If I sold pens, I would answer yes.  Requires a little playing to get the right size and settings but definitely can work. If I was in the business of selling a lot of pens I might consider a better unit but for the price it's hard to go wrong.


----------



## sbwertz (Jun 8, 2016)

Mine has been shipped.  Hope it doesn't take the scenic route like someone else's did! I think I will try filling names on dark wood with light colored embossing powder and CA and see how that works.  I've used it for filling cracks and flaws. Even dark sawdust from the sander on light wood might be nice.  I can hardly wait to experiment!


----------



## Bob in SF (Jun 8, 2016)

Hi Sharon - You kindly alerted me to anti-Windows-10-upgrade software - one good turn sparks return - here's a quick burn of the braille alphabet from an (nbp.org) alphabet card - pdf opened in Photoshop, saved as .jpeg, dragged into the laser printer software, burned after quickly focusing (could have been better) - speed = 45.

I know you'll do a lot better - and this is tiny - like your raised dots idea - have fun.





- Bob


----------



## KBs Pensnmore (Jun 9, 2016)

For your charity Sharon, I wish the very best for you.
Kryn, from down under.


----------



## sbwertz (Jun 12, 2016)

On average, how long did it take to get your laser if you paid for expedited shipping?  It has been six days since I got the notice it had been shipped but still don't have a tracking number.


----------



## BRobbins629 (Jun 12, 2016)

Mine took 11 days with no expedited shipping.

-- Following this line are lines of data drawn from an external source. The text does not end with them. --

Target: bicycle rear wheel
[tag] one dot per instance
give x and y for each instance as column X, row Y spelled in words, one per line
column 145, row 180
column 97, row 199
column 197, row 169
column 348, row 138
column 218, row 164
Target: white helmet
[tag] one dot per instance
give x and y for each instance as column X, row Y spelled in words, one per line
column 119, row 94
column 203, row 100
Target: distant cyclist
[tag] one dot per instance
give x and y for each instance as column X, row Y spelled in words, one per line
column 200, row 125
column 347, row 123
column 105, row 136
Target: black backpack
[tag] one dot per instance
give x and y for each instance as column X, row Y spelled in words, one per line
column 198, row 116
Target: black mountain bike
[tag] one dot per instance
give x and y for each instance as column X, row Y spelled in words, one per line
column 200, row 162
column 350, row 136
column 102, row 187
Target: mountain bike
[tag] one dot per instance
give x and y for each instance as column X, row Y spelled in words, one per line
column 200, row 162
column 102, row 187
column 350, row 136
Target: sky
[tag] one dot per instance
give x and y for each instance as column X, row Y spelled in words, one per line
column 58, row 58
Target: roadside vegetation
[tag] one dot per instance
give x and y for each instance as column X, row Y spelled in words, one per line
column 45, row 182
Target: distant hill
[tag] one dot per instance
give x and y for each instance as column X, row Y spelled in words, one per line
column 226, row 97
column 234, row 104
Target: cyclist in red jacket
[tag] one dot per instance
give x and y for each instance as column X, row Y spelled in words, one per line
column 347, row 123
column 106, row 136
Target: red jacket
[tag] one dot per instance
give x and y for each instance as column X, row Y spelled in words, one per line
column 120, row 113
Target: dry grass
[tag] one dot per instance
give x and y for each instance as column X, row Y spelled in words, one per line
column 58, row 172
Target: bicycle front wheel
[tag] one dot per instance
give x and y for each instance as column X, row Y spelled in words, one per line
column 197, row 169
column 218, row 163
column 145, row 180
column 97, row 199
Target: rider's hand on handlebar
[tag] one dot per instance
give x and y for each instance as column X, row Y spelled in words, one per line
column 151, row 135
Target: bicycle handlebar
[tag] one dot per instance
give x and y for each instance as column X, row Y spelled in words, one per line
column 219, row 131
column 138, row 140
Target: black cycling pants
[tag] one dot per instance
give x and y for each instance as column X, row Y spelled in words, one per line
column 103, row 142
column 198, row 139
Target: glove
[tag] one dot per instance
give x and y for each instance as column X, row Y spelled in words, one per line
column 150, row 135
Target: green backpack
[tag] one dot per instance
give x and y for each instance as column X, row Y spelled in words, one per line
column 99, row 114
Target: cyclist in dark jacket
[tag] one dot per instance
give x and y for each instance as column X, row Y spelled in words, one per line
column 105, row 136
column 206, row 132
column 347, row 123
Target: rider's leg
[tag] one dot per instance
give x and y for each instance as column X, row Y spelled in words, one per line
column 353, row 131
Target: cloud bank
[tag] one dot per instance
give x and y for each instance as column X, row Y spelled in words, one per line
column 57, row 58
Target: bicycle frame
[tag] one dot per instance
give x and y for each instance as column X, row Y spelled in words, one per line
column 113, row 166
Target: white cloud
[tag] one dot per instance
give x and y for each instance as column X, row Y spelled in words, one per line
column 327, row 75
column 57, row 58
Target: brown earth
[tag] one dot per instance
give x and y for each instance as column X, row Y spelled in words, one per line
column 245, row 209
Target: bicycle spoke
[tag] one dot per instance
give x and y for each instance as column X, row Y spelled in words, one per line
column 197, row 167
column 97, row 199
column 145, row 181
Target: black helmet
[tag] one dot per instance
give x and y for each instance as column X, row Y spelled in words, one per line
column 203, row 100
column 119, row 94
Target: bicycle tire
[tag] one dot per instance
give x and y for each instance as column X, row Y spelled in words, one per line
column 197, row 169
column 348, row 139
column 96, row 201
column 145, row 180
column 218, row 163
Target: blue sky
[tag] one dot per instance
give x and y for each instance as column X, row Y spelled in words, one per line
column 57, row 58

Tracking never worked.


----------



## Bill in Buena Park (Jun 12, 2016)

Mine started tracking about a week after I placed the order (after I sent an email to GearBest to find out what was going on), then took another two weeks to reach me.


----------



## mecompco (Jun 13, 2016)

sbwertz said:


> On average, how long did it take to get your laser if you paid for expedited shipping?  It has been six days since I got the notice it had been shipped but still don't have a tracking number.



Sharon, mine arrived in about that time frame. I never got a tracking number, either. On a previous expedited order, it took 11 days. On a non-expedited order, it took 25 days. 

Regards,
Michael


----------



## sbwertz (Jun 16, 2016)

They finally admitted it did not go out expedited, and will refund my 8 dollars.  So I guess it will get here while I am on vacation.  Oh well, so much for being able to make Fathers' day gifts down at the center.


----------



## sbwertz (Jun 18, 2016)

Finally got some tracking info.  I ordered it on June 4.  It showed "shipped" on June 7.  According to the tracking info, it actually left the Netherlands depot on June 17!  Hope I have it by Christmas.


----------



## mecompco (Jun 18, 2016)

sbwertz said:


> Finally got some tracking info.  I ordered it on June 4.  It showed "shipped" on June 7.  According to the tracking info, it actually left the Netherlands depot on June 17!  Hope I have it by Christmas.



I'm thinking by the Fourth of July, but hope it's sooner!


----------



## wood-of-1kind (Jul 5, 2016)

*Got it*

So after a prolonged wait, I now have the laser. Glad to report that I am very happy with the performance so far. A very good value for money and I certainly am happy with the logo.


Conclusion: you do not have to spend a fortune to get more than "acceptable" laser results.


----------